Q : Quelles sont vos principales références, inspirations (littéraires ou autres)?

R : Je suis professeure de littérature alors je pourrais vous lister des influences pendant des jours. Louis-Ferdinand Céline, Réjean Ducharme, Nelly Arcan, Jacques Chessex, sont ceux qui influencent le plus ma recherche universitaire, ceux qui m’ont donné envie de devenir professeure. Ce qui me pousse à écrire c’est autre chose. J’écris pour me divertir, j’écris ce qui d’abord me plait. Je me raconte des histoires. Il y a aussi un certain plaisir sado-masochiste dans l’écriture. Le plaisir de se faire mal. Il y a une souffrance jouissive dans l’acte d’écrire.

Q : Outre la littérature, quelle(s) forme(s) d’expression vous intéresse(nt) ?

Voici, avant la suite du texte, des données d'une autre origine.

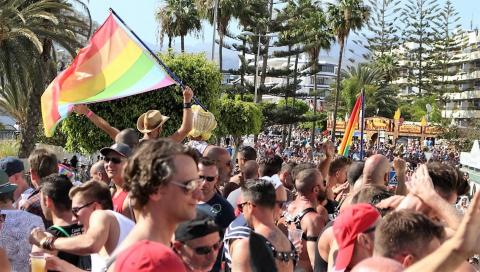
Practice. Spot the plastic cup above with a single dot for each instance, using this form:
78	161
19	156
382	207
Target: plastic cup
295	235
38	263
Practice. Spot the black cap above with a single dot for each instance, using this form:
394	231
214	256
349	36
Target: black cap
202	225
119	148
11	166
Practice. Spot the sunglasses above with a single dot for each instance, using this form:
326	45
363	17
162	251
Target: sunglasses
113	160
206	249
188	186
371	229
209	179
76	210
241	205
281	204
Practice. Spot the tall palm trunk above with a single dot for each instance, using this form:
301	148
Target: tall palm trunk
221	35
29	129
182	43
337	92
294	94
312	139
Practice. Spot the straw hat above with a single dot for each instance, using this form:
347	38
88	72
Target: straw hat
203	123
150	120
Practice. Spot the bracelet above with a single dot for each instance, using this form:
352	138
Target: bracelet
47	243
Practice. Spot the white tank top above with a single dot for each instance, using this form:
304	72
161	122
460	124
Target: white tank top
126	225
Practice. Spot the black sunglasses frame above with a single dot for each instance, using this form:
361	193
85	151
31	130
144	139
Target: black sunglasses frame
113	160
205	250
78	209
207	178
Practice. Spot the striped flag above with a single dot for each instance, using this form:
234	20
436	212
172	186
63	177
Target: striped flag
113	65
350	129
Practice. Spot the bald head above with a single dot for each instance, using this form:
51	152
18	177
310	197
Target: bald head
378	264
250	170
127	136
376	170
307	179
98	173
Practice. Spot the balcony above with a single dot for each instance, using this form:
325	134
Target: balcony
469	113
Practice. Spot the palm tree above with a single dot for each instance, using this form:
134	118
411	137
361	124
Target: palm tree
29	33
178	18
344	16
316	35
226	10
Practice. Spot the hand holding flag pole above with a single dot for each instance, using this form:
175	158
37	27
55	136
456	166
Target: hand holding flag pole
172	75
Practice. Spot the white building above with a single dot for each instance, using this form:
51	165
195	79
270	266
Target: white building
461	106
325	77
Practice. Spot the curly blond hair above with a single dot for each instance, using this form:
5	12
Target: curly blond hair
203	123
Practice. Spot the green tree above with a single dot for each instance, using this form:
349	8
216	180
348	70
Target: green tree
345	16
316	36
239	119
226	10
30	32
178	18
419	37
201	75
449	37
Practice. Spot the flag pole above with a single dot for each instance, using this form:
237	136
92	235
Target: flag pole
172	75
362	123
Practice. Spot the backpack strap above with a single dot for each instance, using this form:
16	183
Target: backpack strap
298	218
60	229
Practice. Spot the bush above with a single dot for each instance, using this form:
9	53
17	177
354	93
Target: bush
195	70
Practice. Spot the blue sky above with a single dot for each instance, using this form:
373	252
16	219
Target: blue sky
139	15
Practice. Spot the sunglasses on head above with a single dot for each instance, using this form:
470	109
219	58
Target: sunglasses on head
113	160
241	205
188	186
281	204
206	249
76	210
209	179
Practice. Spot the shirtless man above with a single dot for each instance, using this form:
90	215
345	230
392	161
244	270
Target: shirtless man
301	214
258	208
104	229
149	123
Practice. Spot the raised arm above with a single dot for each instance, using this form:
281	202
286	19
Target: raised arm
96	120
451	254
421	185
400	167
187	121
330	155
87	243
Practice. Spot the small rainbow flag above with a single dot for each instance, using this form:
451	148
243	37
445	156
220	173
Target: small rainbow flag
113	65
350	129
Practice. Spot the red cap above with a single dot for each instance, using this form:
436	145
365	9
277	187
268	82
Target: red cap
149	256
351	221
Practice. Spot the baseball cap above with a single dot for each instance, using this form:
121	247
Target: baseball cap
348	225
119	148
5	185
202	225
148	256
11	166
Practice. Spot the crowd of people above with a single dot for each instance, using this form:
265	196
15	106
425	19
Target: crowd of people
177	204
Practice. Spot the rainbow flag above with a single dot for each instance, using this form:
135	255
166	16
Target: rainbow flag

R : L’art. Francis Bacon, Shary Boyle, Hans Ruedi Giger, sont ceux dont l’esthétique m’inspirent le plus. J’ai une admiration sans bornes pour ces artistes, j’envie leur imagination.

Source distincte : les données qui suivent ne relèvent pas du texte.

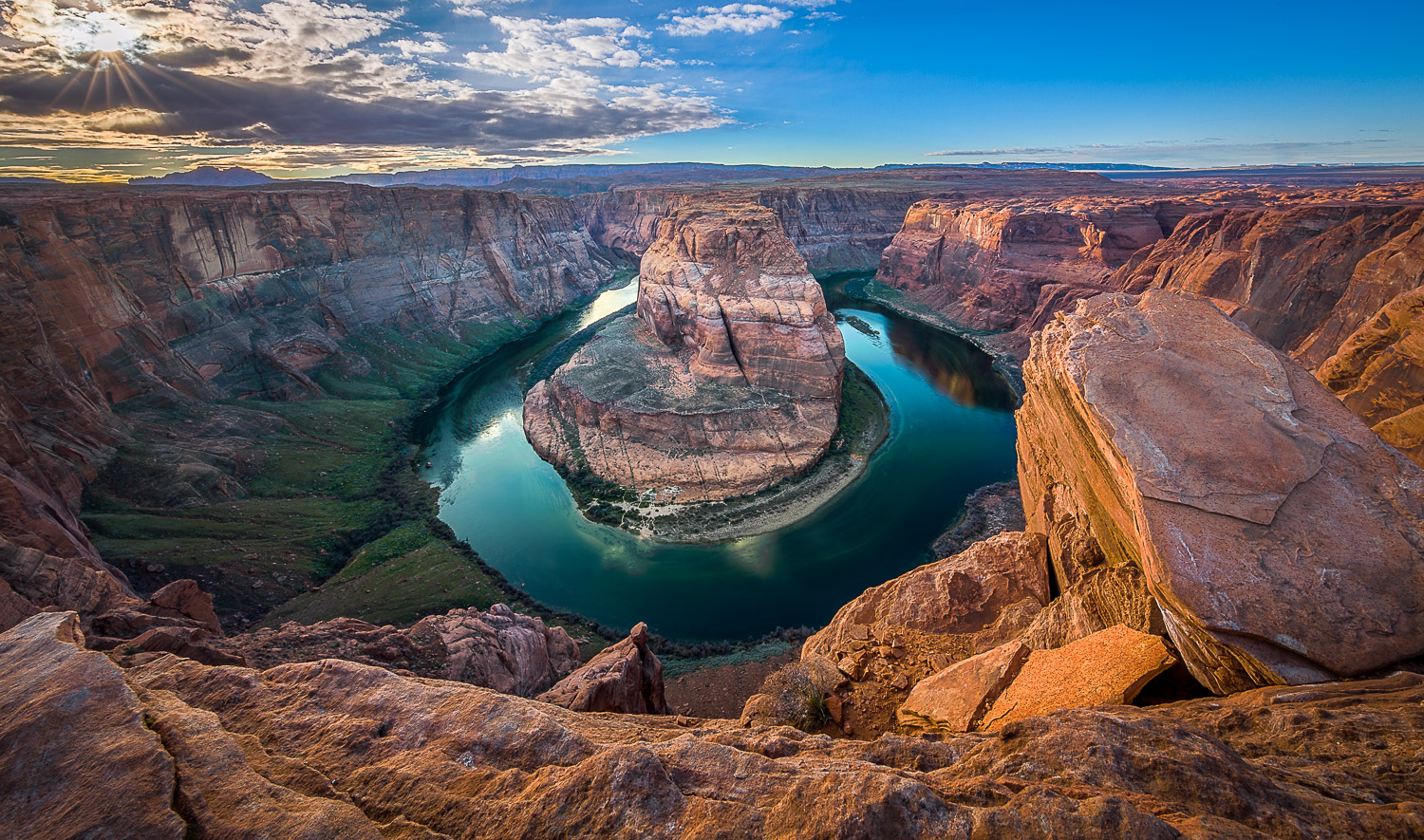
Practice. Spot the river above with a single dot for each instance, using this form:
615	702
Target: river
951	432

Q: Voici une question d’un point de vue plus personnel cette fois. Vous êtes professeure à l’Université de York (université bilingue située à Toronto), vous faites donc aussi des recherches universitaires et vous avez une famille. Comment s’est déroulée l’écriture de votre premier roman dans ce contexte? C’est tout de même impressionnant!

R: J’ai quatre enfants de moins de 10 ans, si on ajoute à cela ma carrière universitaire, il est évident que mes journées sont chargées ! La rédaction me plonge dans un état hypnotique qui est très reposant. Le monde autour de moi disparaît, je ne vois plus rien, n’entends plus rien. Je suis incapable de faire de la relaxation ou du yoga, c’est l’écriture qui m’offre cette fuite.

Q: Daniil et Vanya est votre premier roman. Avez-vous d’autres projets d’écritures pour le futur? Si oui, dans quel univers vont-ils se dérouler cette fois? Les lecteurs veulent savoir!

R: Oui, j’ai commencé à écrire un deuxième roman. Il y sera question de natation et de la relation singulière qui peut s’établir avec le coach…. Je veux faire mieux que pour le premier. Je veux le résultat plus trouble encore, plus abouti au niveau de la violence. On pense que ce sera plus facile la deuxième fois, mais ce n’est pas le cas. C’est comme faire un deuxième enfant : on pense qu’on sera préparé, puis il s’avère qu’il ne fait pas les bêtises du premier et tout est à recommencer.

 

Je vous conseille donc fortement ce roman de Marie-Hélène Larochelle. Je n’ai pas eu vent ou lu beaucoup de romans qui abordaient le sujet de l’adoption internationale. C’est un roman très bien maîtrisé qui continue de m’habiter et qui fait partie de mes gros coups de coeur pour l’année en cours.